Kommt es so zu einer vorhersehbar knappen Mehrheit, wäre es das erste Mal im Bundestag, dass die AfD den Ausschlag gibt.
Drei Anträge sind es inzwischen, über die die Union noch in dieser Woche abstimmen lassen will: einen Entschließungsantrag für einen „Fünf-Punkte-Plan“, einen zur Inneren Sicherheit und einen Gesetzesantrag zur „Zustrombegrenzung“.
Der „Fünf-Punkte-Plan“ verlangt unter anderem „dauerhafte Grenzkontrollen“ zu den Nachbarstaaten sowie die „Zurückweisung ausnahmslos aller Versuche illegaler Einreise“. Dies soll auch für Asylsuchende gelten. Das „Zustrombegrenzungsgesetz“ sieht das Ende des Familiennachzugs bei subsidiär Schutzberechtigten vor, die kein Asyl erhalten, aber aus anderen Gründen vorerst in Deutschland bleiben dürfen.
Die AfD will dem Gesetzesantrag zur „Zustrombegrenzung“ sowie dem „Fünf-Punkte-Plan“ zustimmen, obwohl Letzterer Passagen enthält, die die AfD explizit kritisiert. Dort heißt es unter anderem: „Die AfD nutzt Probleme, Sorgen und Ängste, die durch die massenhafte illegale Migration entstanden sind, um Fremdenfeindlichkeit zu schüren und Verschwörungstheorien in Umlauf zu bringen.“
AfD-Chef Tino Chrupalla sagte dazu kurz vor der Fraktionssitzung, die Partei sei „Schmerzen“ und „Beschimpfungen“ gewohnt. In der AfD folge man der Regel: „Erst das Land, dann die Partei, dann die Person.“
Den Unions-Antrag zur Inneren Sicherheit will die AfD, wenn möglich, in einzelnen Punkten abstimmen lassen. Darin wird zum Beispiel die Forderung nach einer Vorratsdatenspeicherung und stärkerer Überwachung erhoben – Inhalte, die die AfD ablehnt.
Die Anträge zur Inneren Sicherheit und Merz‘ „Fünf-Punkte-Plan“ haben eher appellativen Charakter. Auch in der AfD werden sie von manchem als „Theater“ kritisiert. Relevanter ist der Gesetzesantrag zur „Zustrombegrenzung“.
Er wurde von der Union bereits im September in den Bundestag eingebracht, im zuständigen Innenausschuss behandelt und könnte nun am Freitag abschließend im Plenum beraten werden. Er würde nicht nur den Familiennachzug für subsidiär Schutzberechtigte beenden, sondern auch der Bundespolizei mehr Rechte zubilligen.

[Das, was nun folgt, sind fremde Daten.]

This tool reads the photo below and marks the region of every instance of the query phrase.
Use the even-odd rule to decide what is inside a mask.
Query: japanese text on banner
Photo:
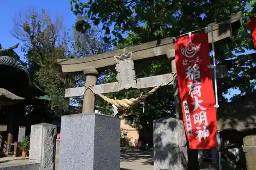
[[[204,32],[178,38],[175,60],[183,121],[190,149],[217,147],[216,109]],[[191,121],[192,120],[192,121]]]

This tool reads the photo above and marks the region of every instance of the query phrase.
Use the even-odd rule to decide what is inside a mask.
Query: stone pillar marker
[[[97,113],[62,116],[59,169],[120,170],[120,122]]]
[[[97,83],[97,76],[99,75],[98,71],[93,67],[88,67],[83,70],[83,74],[86,76],[86,86],[93,87]],[[89,88],[86,89],[83,95],[82,105],[83,113],[94,113],[94,104],[95,96],[92,91]]]
[[[183,121],[174,118],[153,121],[154,169],[186,170],[187,148]]]
[[[39,170],[55,169],[56,138],[56,125],[31,126],[29,159],[39,162]]]

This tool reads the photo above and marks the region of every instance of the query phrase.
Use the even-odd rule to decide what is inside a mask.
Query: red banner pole
[[[218,101],[218,89],[217,89],[217,78],[216,76],[216,64],[215,61],[215,52],[214,50],[214,25],[211,26],[211,47],[212,48],[212,62],[213,65],[209,66],[210,67],[214,68],[214,87],[215,91],[215,102],[216,102],[216,116],[217,115],[217,109],[219,107]],[[221,153],[220,151],[220,135],[219,134],[219,132],[217,131],[217,133],[216,135],[216,138],[217,139],[217,144],[218,144],[218,150],[219,153],[219,169],[221,170]]]

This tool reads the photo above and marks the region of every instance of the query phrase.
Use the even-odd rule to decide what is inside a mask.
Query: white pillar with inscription
[[[39,170],[55,168],[56,125],[41,123],[31,126],[29,160],[40,163]]]

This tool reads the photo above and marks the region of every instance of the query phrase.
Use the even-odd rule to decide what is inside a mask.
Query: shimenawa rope
[[[159,89],[161,86],[163,85],[165,83],[166,83],[169,79],[172,78],[173,78],[174,76],[176,74],[176,73],[172,73],[172,75],[164,80],[160,85],[159,86],[153,88],[151,90],[147,92],[144,95],[142,96],[137,98],[136,99],[131,98],[130,99],[124,99],[121,100],[114,100],[113,99],[110,99],[107,97],[105,95],[104,95],[100,93],[97,92],[96,91],[94,91],[91,87],[93,86],[93,85],[90,85],[89,86],[86,86],[87,88],[86,90],[88,89],[90,89],[92,92],[93,92],[95,94],[97,94],[99,95],[100,98],[101,98],[103,100],[107,102],[108,103],[114,105],[116,106],[118,109],[126,109],[131,107],[134,107],[138,104],[139,104],[140,102],[144,101],[146,98],[149,96],[150,95],[152,95],[155,91],[156,91],[158,89]],[[173,81],[173,80],[169,82],[172,82]],[[168,83],[168,84],[169,84]]]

Im Anschluss an den Bundestag müsste auch der Bundesrat noch zustimmen. Hier droht Merz offenbar Gegenwind aus der eigenen Partei: Daniel Günther, CDU-Regierungschef von Schleswig-Holstein, soll laut Berichten in einer Sitzung der CDU angekündigt haben, im Bundesrat nicht für das Gesetz stimmen zu wollen, sollte es mit Stimmen der AfD beschlossen werden.